Sep 6 2017
Two new studies led by researchers at the Johns Hopkins Bloomberg School of Public Health suggest that the bevy of tools available to assess and address childhood adversity and trauma, as well as the interconnected webs of relationships among families and the providers who care for children, are key to healing the effects of these potentially life-altering circumstances.
The findings, published online in a special issue of Academic Pediatrics, offer useful insights in helping children and their families recover from adverse childhood experiences, which can have myriad and serious health consequences.
Researchers have known for decades that adverse childhood experiences-;which can include physical, sexual, or emotional abuse and neglect, parental incarceration, and household substance abuse, among other circumstances-;are associated with a variety of other long-term health problems or high-risk behaviors, including depression, heart disease, substance abuse and sleep disorders. Only more recently have researchers understood the prevalence of these experiences among children and youth. A 2014 study found that nearly half of all US children had experienced at least one and that effects on health, school success and well-being show up early.
Despite this knowledge, public health efforts have thus far not fully addressed these issues, setting many children up for what could be lifelong health problems.
"This really is a public health opportunity, because we know children can thrive with proper support systems," says Christina D. Bethell, PhD, professor in the Bloomberg School's Department of Population, Family and Reproductive Health and director of the Child and Adolescent Health Measurement Initiative. "With a clear agenda, we can help create a paradigm shift.
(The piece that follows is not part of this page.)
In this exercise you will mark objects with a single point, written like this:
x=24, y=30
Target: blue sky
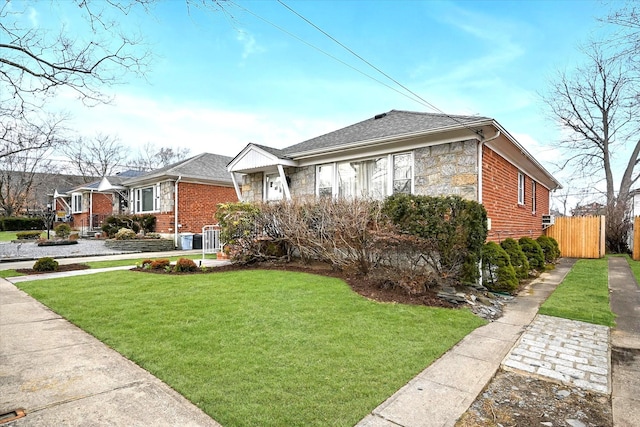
x=221, y=80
And that will help more children do well despite adverse experiences."
To establish a research and policy agenda, Bethell and her colleagues at the Bloomberg School and elsewhere worked with more than 500 individuals across a dozen stakeholder groups to address what priorities should be for preventing and treating traumatic childhood experiences in children's health services.
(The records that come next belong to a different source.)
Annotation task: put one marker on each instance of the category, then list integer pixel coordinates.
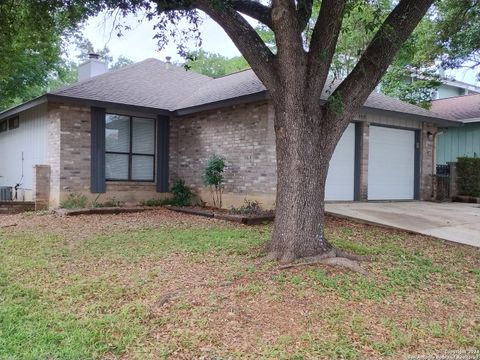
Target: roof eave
(431, 119)
(107, 104)
(79, 101)
(258, 96)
The resulting agenda, published in the same issue of Academic Pediatrics, lays out four primary goals: educating policymakers and healthcare providers; cultivating cross-sector collaboration; restoring and rewarding healthy relationships; and launching research, innovation and implementation efforts.
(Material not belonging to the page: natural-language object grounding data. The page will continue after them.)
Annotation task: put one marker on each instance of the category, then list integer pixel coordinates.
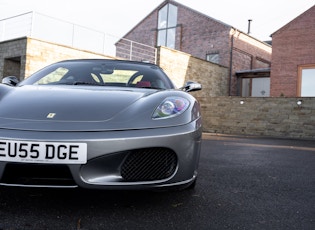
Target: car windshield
(101, 73)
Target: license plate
(43, 152)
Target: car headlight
(170, 107)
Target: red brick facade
(198, 34)
(293, 47)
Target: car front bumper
(107, 154)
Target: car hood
(79, 108)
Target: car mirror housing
(191, 86)
(10, 80)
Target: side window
(306, 83)
(213, 57)
(54, 76)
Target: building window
(306, 86)
(167, 23)
(213, 57)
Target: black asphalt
(244, 183)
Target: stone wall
(274, 117)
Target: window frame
(167, 29)
(299, 82)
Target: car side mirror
(11, 81)
(191, 86)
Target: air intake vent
(149, 164)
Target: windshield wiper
(85, 83)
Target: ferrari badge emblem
(51, 115)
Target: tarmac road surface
(244, 183)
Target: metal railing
(50, 29)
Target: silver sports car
(104, 124)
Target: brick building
(293, 57)
(179, 27)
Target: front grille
(149, 164)
(37, 174)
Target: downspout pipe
(231, 60)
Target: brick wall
(182, 67)
(13, 49)
(35, 54)
(293, 45)
(199, 35)
(274, 117)
(42, 53)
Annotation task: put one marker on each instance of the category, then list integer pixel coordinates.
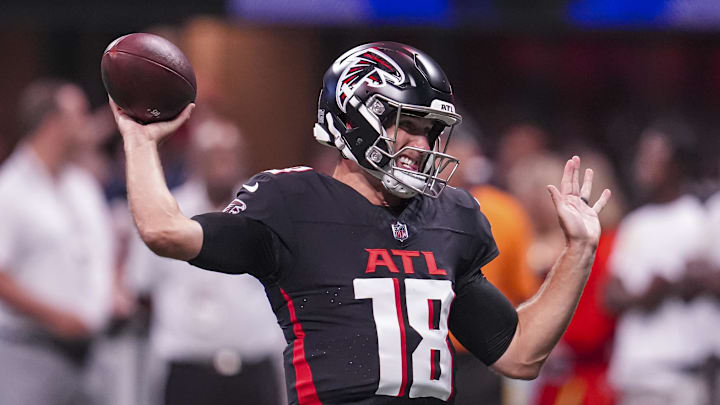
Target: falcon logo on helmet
(370, 66)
Critical to this agenda is understanding which assessment tools are most useful. In another paper in the special issue, Bethell and her co-authors assessed the state of tools used to evaluate adverse childhood experiences. The researchers identified and compared 14 assessment tools, each of which used parent responses to evaluate adverse childhood experiences.
The study found that each of these tools share four adverse experiences: parental incarceration, domestic violence, household mental illness/suicide, and household alcohol or substance abuse. Other experiences common to many of the 14 tools are exposure to domestic/household violence, neighborhood violence, bullying, discrimination, or a parent's death.
Each assessment tool used cumulative scoring methodology that assessed health risks based on the number of adverse experiences that an individual had been exposed to, rather than giving more weight to different ones.
The researchers focused on a new measure included in the the National Survey of Children's Health which looked at children's past or current exposure to adversity. Several methods were employed to validate the tool and its scoring.
"Assessing childhood adversity is strongly linked to the health and school success of children and youth. Counting exposures rather than specific events holds up," Bethell says.
A separate paper also recommends encouraging relationships that promote healing. In a review article in the same issue of Academic Pediatrics, Lawrence Wissow, MD, MPH, who holds joint appointments at the Johns Hopkins University School of Medicine and the Bloomberg School, and his colleagues combine conclusions from three previous systematic reviews examining relationships between pediatric patients and healthcare providers, among healthcare staff at the same practice, and among primary care providers and specialists.
This research suggests that it's vital for patients to form healthy relationships with staff from the moment they contact a care facility, not only including those that directly provide healthcare, but also those that answer phones or check them into appointments.
"For trauma patients, knowing that you'll be respected, that people will explain things to you, that you'll have choices and won't be trapped, all of this is important to achieving good outcomes," Wissow says.
Similarly, he adds, research shows that having staff at the same healthcare practice who collaborate well despite constant exposure to patients' crises, as well primary care providers who have personal relationships with specialists and community organizations that also assist trauma patients, is key to getting patients the resources they need to heal.
"Trauma care really depends not only on what you do for patients but how you do it," says Wissow, who is board certified in pediatrics, psychiatry, and child/adolescent psychiatry. "Forging these strong and healthy relationships among staff creates an environment where you can deliver care that makes a positive impact."